Start with a managed VPS hosting plan for production sites that need fast response, or deploy on a HostMyCode VPS when you want full control without sacrificing reliability.

If you run client sites or revenue-critical WordPress on a VPS, small outages add up fast. HostMyCode offers managed VPS hosting if you want a stable stack, predictable updates, and help during incidents, plus flexible HostMyCode VPS plans when you prefer to self-manage.

FAQ

What’s the fastest way to tell if a 502 is Nginx or PHP-FPM?

Check /var/log/nginx/error.log for “upstream” errors. Then check journalctl -u php8.3-fpm (or your PHP-FPM unit) for worker exhaustion, crashes, or slow script warnings.

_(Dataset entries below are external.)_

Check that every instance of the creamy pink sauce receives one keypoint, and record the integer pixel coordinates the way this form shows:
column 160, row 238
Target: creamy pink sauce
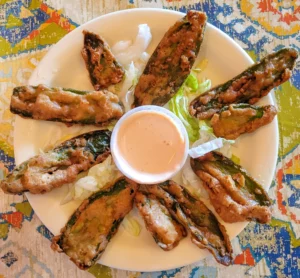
column 151, row 143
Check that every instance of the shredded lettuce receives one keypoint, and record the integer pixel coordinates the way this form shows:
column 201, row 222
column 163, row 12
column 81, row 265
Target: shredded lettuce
column 128, row 51
column 96, row 178
column 206, row 148
column 131, row 225
column 235, row 159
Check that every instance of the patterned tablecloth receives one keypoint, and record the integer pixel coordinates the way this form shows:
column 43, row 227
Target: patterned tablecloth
column 29, row 27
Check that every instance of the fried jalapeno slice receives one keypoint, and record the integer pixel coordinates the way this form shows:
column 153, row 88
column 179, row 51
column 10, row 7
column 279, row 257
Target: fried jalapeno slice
column 166, row 231
column 95, row 222
column 234, row 194
column 103, row 68
column 236, row 119
column 249, row 86
column 171, row 61
column 66, row 105
column 206, row 231
column 59, row 166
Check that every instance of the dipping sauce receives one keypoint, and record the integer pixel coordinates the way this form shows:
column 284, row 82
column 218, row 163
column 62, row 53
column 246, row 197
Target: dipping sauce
column 149, row 145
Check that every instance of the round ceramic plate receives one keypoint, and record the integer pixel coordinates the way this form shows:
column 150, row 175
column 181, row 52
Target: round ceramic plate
column 63, row 66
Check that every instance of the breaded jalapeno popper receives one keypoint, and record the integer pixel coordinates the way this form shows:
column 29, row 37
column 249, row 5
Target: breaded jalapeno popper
column 66, row 105
column 206, row 231
column 103, row 68
column 59, row 166
column 249, row 86
column 236, row 119
column 95, row 222
column 166, row 231
column 171, row 61
column 234, row 194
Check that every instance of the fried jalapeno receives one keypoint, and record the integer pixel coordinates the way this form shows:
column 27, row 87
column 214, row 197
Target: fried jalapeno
column 59, row 166
column 95, row 222
column 236, row 119
column 171, row 61
column 206, row 231
column 166, row 231
column 66, row 105
column 103, row 68
column 249, row 86
column 234, row 194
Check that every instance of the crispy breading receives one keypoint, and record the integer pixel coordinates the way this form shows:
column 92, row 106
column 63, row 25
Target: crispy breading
column 95, row 222
column 59, row 166
column 166, row 231
column 66, row 105
column 172, row 61
column 247, row 87
column 233, row 193
column 103, row 68
column 236, row 119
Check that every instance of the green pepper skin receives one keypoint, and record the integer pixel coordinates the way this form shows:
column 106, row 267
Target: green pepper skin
column 103, row 68
column 236, row 119
column 206, row 231
column 66, row 105
column 59, row 166
column 167, row 232
column 247, row 87
column 172, row 61
column 95, row 222
column 235, row 195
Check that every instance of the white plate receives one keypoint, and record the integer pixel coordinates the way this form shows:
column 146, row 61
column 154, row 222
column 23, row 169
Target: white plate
column 63, row 66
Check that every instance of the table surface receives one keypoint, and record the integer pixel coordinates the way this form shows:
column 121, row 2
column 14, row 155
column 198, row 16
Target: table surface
column 27, row 30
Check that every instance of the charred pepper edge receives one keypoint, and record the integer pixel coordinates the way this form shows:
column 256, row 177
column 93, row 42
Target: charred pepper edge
column 250, row 70
column 90, row 66
column 178, row 25
column 121, row 184
column 222, row 233
column 26, row 114
column 262, row 199
column 178, row 213
column 99, row 155
column 183, row 230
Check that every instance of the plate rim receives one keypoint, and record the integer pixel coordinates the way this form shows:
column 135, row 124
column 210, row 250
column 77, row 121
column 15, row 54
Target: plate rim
column 167, row 11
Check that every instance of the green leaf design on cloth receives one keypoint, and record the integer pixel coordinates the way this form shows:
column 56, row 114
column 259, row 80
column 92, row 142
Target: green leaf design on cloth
column 13, row 21
column 288, row 100
column 100, row 271
column 24, row 208
column 3, row 230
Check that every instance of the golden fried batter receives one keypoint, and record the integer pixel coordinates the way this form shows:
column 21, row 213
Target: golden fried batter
column 103, row 68
column 166, row 231
column 65, row 105
column 236, row 119
column 233, row 193
column 95, row 222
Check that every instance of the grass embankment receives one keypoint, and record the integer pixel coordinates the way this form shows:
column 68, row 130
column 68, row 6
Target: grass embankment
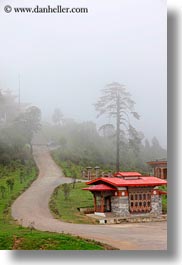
column 66, row 209
column 13, row 236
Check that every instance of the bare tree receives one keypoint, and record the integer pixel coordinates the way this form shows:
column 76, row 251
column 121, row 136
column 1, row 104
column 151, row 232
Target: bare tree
column 116, row 102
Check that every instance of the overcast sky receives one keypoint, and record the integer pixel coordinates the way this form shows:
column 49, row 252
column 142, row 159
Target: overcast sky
column 65, row 59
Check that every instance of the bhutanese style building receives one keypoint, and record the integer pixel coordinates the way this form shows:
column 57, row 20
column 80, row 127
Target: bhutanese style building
column 127, row 194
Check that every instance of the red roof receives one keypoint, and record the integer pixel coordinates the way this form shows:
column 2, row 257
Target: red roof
column 121, row 182
column 99, row 187
column 127, row 174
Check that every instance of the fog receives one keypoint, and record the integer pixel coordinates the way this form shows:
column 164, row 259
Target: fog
column 64, row 60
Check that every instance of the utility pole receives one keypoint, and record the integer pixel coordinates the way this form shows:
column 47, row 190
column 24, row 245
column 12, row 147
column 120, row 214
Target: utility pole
column 19, row 90
column 117, row 131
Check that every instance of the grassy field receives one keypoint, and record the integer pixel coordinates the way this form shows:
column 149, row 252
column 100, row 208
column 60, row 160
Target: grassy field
column 66, row 209
column 13, row 236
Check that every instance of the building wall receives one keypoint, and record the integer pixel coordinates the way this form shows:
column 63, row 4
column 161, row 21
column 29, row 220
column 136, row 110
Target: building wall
column 156, row 201
column 120, row 206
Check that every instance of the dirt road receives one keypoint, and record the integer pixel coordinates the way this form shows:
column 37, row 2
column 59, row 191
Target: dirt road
column 32, row 207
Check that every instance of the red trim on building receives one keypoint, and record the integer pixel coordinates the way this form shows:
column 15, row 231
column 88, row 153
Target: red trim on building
column 121, row 182
column 127, row 174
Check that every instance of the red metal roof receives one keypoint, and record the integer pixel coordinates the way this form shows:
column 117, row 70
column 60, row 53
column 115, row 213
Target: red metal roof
column 99, row 187
column 121, row 182
column 127, row 174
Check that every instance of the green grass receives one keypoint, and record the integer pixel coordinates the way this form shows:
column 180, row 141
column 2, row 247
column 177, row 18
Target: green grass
column 67, row 209
column 13, row 236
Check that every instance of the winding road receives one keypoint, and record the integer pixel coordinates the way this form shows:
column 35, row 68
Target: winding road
column 32, row 208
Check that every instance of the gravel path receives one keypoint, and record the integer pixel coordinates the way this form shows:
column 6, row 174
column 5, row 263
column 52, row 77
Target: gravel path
column 32, row 207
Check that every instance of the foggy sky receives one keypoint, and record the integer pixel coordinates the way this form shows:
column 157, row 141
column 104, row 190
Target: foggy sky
column 65, row 59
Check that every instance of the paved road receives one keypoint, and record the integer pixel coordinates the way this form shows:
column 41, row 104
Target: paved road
column 32, row 207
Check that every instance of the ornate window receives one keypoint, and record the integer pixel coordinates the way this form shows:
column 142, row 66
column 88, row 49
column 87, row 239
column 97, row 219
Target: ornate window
column 140, row 200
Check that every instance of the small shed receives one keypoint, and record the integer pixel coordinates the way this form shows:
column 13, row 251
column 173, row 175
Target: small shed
column 126, row 194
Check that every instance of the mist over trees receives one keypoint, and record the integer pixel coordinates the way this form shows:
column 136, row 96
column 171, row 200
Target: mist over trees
column 82, row 143
column 18, row 124
column 116, row 103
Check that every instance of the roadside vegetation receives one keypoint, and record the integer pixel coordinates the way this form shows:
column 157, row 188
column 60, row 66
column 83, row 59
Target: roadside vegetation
column 17, row 172
column 67, row 208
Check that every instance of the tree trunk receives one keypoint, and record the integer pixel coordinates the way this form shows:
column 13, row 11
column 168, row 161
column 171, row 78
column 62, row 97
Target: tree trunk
column 117, row 133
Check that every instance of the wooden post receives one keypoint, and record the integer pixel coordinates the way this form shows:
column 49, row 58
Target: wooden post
column 102, row 203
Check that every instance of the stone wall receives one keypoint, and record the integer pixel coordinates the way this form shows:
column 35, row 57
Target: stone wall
column 156, row 203
column 119, row 206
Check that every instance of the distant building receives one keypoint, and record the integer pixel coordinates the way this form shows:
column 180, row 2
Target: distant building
column 159, row 168
column 127, row 194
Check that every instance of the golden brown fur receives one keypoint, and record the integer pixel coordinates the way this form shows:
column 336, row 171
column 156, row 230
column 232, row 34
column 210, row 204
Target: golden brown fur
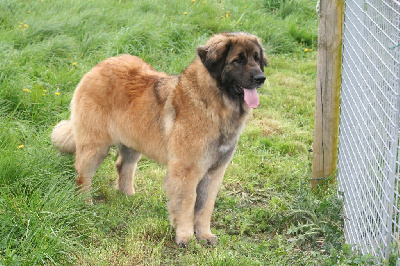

My VPS load is high, but CPU usage is low. Why?

Look for high I/O wait (wa) and slow storage. Use iostat -xz 1. Database writes, backups, or log spikes can inflate load while the CPU mostly waits on disk.

How do I confirm DNS isn’t causing “random” outages?

Run dig A and dig AAAA from two networks. Confirm both point to valid, reachable IPs. A stale AAAA record is a common cause of intermittent failures for IPv6-preferred clients.

What should I do first if the disk is full?

Free space safely (large logs, old backups, runaway journals), then restart affected services. After recovery, fix the cause with logrotate rules, retention policies, and monitoring alerts.

When is it time to move from a VPS to a dedicated server?

If you consistently hit CPU/RAM limits, need higher sustained I/O, or want strict isolation for multiple high-traffic sites, a dedicated server removes contention and simplifies capacity planning.